Elvire aux yeux baissés
Quand le désir d'amour écarte ses genoux
Et que son bras plié jusqu'à sa bouche attire,
Tout à l'heure si clairs, si baissés et si doux,
On ne reconnaît plus les chastes yeux d'Elvire.
Eux qui s'attendrissaient aux roses du jardin
Et cherchaient une étoile à travers le feuillage,
Leur étrange regard est devenu soudain
Plus sombre que la nuit et plus noir que l'orage.
Toute Elvire à l'amour prend une autre beauté;
D'un souffle plus ardent s'enfle sa gorge dure,
Et son visage implore avec félicité
La caresse trop longue et le plaisir qui dure...
C'est en vain qu'à sa jambe elle a fait, sur sa peau,
Monter le bas soyeux et que la cuisse ajuste,
Et qu'elle a, ce matin, avec un soin nouveau,
Paré son jeune corps délicat et robuste.
La robe, le jupon, le linge, le lacet,
Ni la boucle ne l'ont cependant garantie
Contre ce feu subtil, langoureux et secret
Qui la dresse lascive et l'étend alanguie.
Elvire! il a fallu, pleine de déraison,
Qu'au grand jour, à travers la ville qui vous guette,
Peureuse, vous vinssiez obéir au frisson
Qui brûlait sourdement votre chair inquiète;
Il a fallu laisser tomber de votre corps
le corset au long busc et la souple chemise
Et montrer à des yeux, impurs en leurs transports,
Vos yeux d'esclave heureuse, accablée et soumise.
Car, sous le rude joug de l'amour souverain,
vous n'êtes plus l'Elvire enfantine et pudique
Qui souriait naïve aux roses du jardin
Et qui cherchait l'étoile au ciel mélancolique.
Maintenant le désir écarte vos genoux,
Mais quand, grave, contente, apaisée et vêtue,
Vous ne serez plus là, vous rappellerez-vous
Mystérieusement l'heure où vous étiez nue?
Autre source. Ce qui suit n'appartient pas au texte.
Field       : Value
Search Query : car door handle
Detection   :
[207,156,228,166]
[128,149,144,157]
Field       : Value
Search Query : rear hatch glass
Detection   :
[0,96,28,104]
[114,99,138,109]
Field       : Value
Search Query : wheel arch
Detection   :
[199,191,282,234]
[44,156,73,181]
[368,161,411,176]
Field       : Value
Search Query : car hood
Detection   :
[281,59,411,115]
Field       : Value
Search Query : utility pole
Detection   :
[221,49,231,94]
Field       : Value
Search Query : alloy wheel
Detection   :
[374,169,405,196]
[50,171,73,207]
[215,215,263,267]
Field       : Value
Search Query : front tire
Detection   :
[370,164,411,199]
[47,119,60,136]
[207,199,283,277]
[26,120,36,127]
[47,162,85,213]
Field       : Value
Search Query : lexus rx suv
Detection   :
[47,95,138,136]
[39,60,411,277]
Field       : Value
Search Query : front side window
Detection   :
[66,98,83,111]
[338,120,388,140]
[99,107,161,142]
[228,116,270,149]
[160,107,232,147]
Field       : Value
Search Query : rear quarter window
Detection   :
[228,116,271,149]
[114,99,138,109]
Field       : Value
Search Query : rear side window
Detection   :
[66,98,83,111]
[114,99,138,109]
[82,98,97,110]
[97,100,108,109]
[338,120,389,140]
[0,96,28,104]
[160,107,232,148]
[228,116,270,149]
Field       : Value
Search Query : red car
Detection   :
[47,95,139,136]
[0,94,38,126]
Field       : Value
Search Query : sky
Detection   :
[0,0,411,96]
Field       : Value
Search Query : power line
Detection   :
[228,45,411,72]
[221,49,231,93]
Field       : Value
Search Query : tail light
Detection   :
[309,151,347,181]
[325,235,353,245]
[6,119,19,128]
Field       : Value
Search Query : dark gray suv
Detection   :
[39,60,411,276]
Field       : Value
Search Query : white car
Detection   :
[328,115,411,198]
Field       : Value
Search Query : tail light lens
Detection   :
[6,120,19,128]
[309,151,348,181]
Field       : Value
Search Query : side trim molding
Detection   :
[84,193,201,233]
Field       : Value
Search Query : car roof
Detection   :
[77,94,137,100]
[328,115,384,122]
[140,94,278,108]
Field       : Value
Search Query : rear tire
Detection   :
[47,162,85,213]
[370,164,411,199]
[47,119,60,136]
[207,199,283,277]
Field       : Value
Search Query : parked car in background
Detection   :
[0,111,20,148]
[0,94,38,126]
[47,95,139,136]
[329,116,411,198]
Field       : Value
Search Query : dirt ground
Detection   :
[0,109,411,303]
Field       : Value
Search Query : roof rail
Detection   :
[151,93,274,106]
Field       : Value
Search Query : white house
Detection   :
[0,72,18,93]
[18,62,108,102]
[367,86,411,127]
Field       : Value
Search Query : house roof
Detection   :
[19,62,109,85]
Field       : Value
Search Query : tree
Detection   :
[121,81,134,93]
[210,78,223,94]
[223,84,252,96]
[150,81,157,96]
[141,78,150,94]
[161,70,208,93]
Non! Dans votre jardin, doux à vos pas lassés,
où, parmi le feuillage, une étoile palpite,
De nouveau, vous serez Elvire aux yeux baissés
Que dispense l'oubli du soin d'être hypocrite.
Le Départ
Je n’emporte avec moi sur la mer sans retour
Qu’une rose cueillie à notre long amour.
J’ai tout quitté ; mon pas laisse encore sur la grève
Empreinte au sable insoucieux sa trace brève
Et la mer en montant aura vite effacé
Ce vestige incertain qu’y laissa mon passé.
Partons ! que l’âpre vent en mes voiles tendues
Souffle et m’entraîne loin de la terre perdue
Là-bas. Qu’un autre pleure en fuite à l’horizon
La tuile rouge encore au toit de sa maison,
Là-bas, diminuée et déjà si lointaine !
Qu’il regrette le clos, le champ et la fontaine !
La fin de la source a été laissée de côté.